Bei einer 32jährigen Erstgebärenden wurde auf grund eines pathologischen Kardiotokogramms (CTG) in der 38. Schwangerschaftswoche eine primäre Sectio durchgeführt. Hierbei zeigte sich eine dreifache, straffe Nabelschnurumschlingung. Das Kind war primär vital bei einem APGAR von 7-9-9 und einem Geburtsgewicht von 2140 g. Der Kopfumfang war mit 33,5 cm in der 60. Perzentile gelegen. Äußere Mißbildungszeichen lagen nicht vor, Herz und Lunge waren auskultatorisch unauffällig. Bei der Labordiagnostik waren massenhaft Normoblasten und eine Leukozytose von 120.000 bei einer normalen Erythrozytenzahl und einem normalen Hämoglobinwert aufgefallen. Die starke LDH-Erhöhung auf 3880 U/L und Bilirubinerhöhung auf 8,2 mg% mit einem Anteil von nur 0,2 mg% direktem Bilirubin waren hinweisend auf eine hämolytische Anämie, wobei der direkte Coombs-Test negativ war.

Im weiteren Verlauf war das Bilirubin auf maximal 13,3 mg% angestiegen. Die Leukozytose, bedingt durch die Normoblastenvermehrung, normalisierte sich spontan ohne spezifische Therapie.

Bei der Sonographie des Schädels fand sich eine deutliche Asymmetrie der Seitenventrikel mit zusätzlichen Zeichen einer intraventrikulären Einblutung und einer diffusen periventrikulären Leukomalazie.

Die kernspintomographische Untersuchung erfolgte am 7. Lebenstag. Hierbei fand sich bei der T1-gewichteten Sequenz in der transversalen und sagittalen Schnittführung eine konstante Signalanhebung im Sinne eines fehlenden flow void im Sinus sagittalis superior, im Sinus rectus und transversus sowie zumindest von Teilen der V. cerebri interna (Abb. [1]). Die V. cerebri magna war deutlich dilatiert. Die anschließend angefertigte MR-Angiographie in der Phasenkontrasttechnik (TR 16, TE 8, Flipwinkel 15°, Flußsensitivität 20 cm/s) zeigte in den korrespondierenden Gefäßprovinzen keinen Fluß (Abb. [4]). Deutlich abgrenzbar war hierbei der Kollateralkreislauf intern über den Sinus cavernosus und extern nach frontobasal in das Stromgebiet der V. jugularis externa.
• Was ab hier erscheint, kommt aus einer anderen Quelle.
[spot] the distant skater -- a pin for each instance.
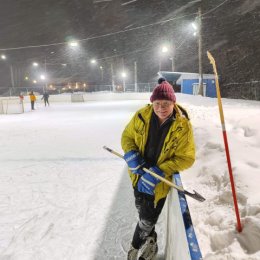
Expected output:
(33, 99)
(45, 97)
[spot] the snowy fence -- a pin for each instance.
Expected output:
(181, 241)
(247, 90)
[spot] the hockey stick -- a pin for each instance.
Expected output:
(212, 61)
(194, 195)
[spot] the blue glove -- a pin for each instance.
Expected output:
(135, 162)
(147, 182)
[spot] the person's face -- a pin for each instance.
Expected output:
(163, 108)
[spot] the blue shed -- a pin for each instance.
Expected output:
(190, 82)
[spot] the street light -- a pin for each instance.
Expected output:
(42, 77)
(102, 74)
(123, 75)
(197, 26)
(73, 44)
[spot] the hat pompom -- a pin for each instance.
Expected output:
(160, 80)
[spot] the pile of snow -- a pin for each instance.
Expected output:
(63, 197)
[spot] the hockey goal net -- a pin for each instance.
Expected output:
(11, 106)
(77, 97)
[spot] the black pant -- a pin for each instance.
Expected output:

Paraventrikulär waren zusätzlich polyzyklisch begrenzte, fast das gesamte Marklager einnehmende, bei der T1-Gewichtung überwiegend signalintensive Areale abgrenzbar (Abb. [1]). Zentral waren noch hypointense Regionen zu erkennen. Bei der T2-gewichteten Sequenz war die Signalgebung heterogener. Frontal fand sich überwiegend eine Signalauslöschung mit ringförmiger Signalanhebung im Randbezirk. Okzipital zeigte sich außer dem signalintensiven Ring eine Signalzunahme in den zentralen Anteilen (Abb. [2]). Bei der Gradientenechosequenz waren Signalabschwächungen und Signalanhebungen zu sehen (Abb. [3]). Die Seitenventrikel ließen eine deutliche Aufweitung erkennen.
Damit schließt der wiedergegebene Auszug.